Many localities of Fire Department personnel and LAPD were on hand to warn us if the fire changed directions or got so close that we had to run for it, but helicopters flying overhead were regularly circling with water drops on the encroaching flames, so the teams loading the animals were able to focus on their tasks without worrying about their safety as well.
A trainer from a sanctuary in Frazier Park was organizing the care and transport of the big cats, and readying the receiving location to provide care for the animals upon arrival.
A third truck was loaded with a black leopard and a lioness. The lead truck, holding the ocelots, was driven by a volunteer from the Frazier Park location so we followed him and caravanned out. Driving down the mountain was a little terrifying as the smoke and flames were very visible and, at times, very close at hand. Getting the trucks safely down the mountain to the 5 freeway gave us all a huge sense of relief as we moved steadily away from the fire.

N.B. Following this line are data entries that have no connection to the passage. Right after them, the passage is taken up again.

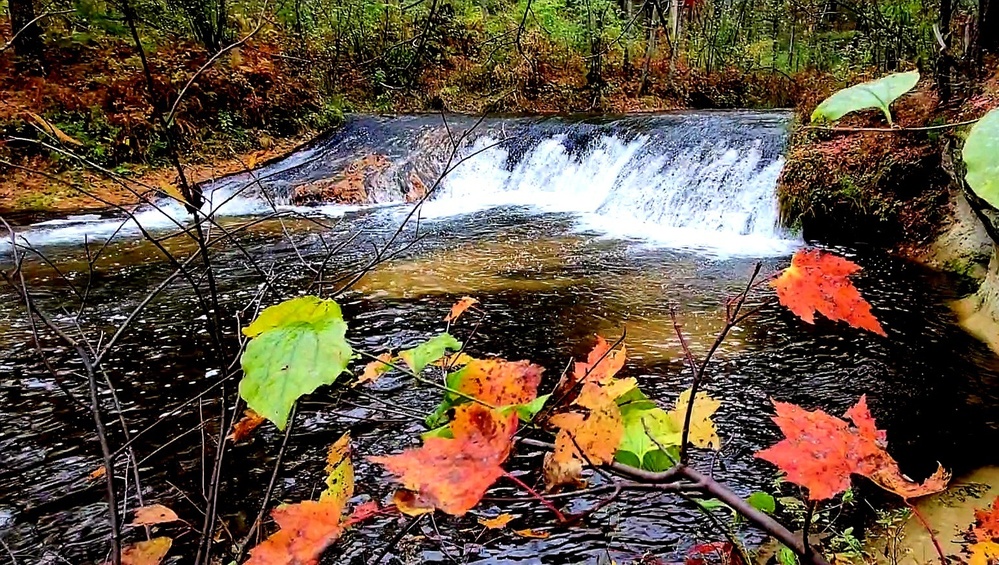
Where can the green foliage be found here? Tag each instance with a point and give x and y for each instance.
(763, 502)
(981, 157)
(429, 351)
(877, 94)
(297, 346)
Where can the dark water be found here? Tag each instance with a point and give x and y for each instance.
(546, 288)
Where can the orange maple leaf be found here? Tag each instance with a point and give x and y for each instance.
(986, 527)
(820, 452)
(819, 281)
(459, 308)
(307, 529)
(454, 474)
(500, 383)
(243, 428)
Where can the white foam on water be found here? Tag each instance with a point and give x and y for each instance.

The slowly waking cats arrived at the receiving location about 90 minutes later. The temperature was approaching 108* in the sun, so the animals were becoming cranky and restive. We moved the vehicles into a shaded hangar where we (yes, we) helped unload the animals. There wasn’t a lot of staff on hand so we all had to chip in to get the animal cages off the vehicles and situated for the arrival of more animals. Fortunately, the cats were still groggy and not very active. Though grumbling, and occasionally roaring, they settled down once their crates stopped moving.
Up until yesterday my experience with animal rescue had been limited to domestic animals, horses, and reptiles, so helping to rescue big cats was a very exciting experience. This was definitely a gold star day for community: people came from all over and coordinated their efforts to help in this dire situation.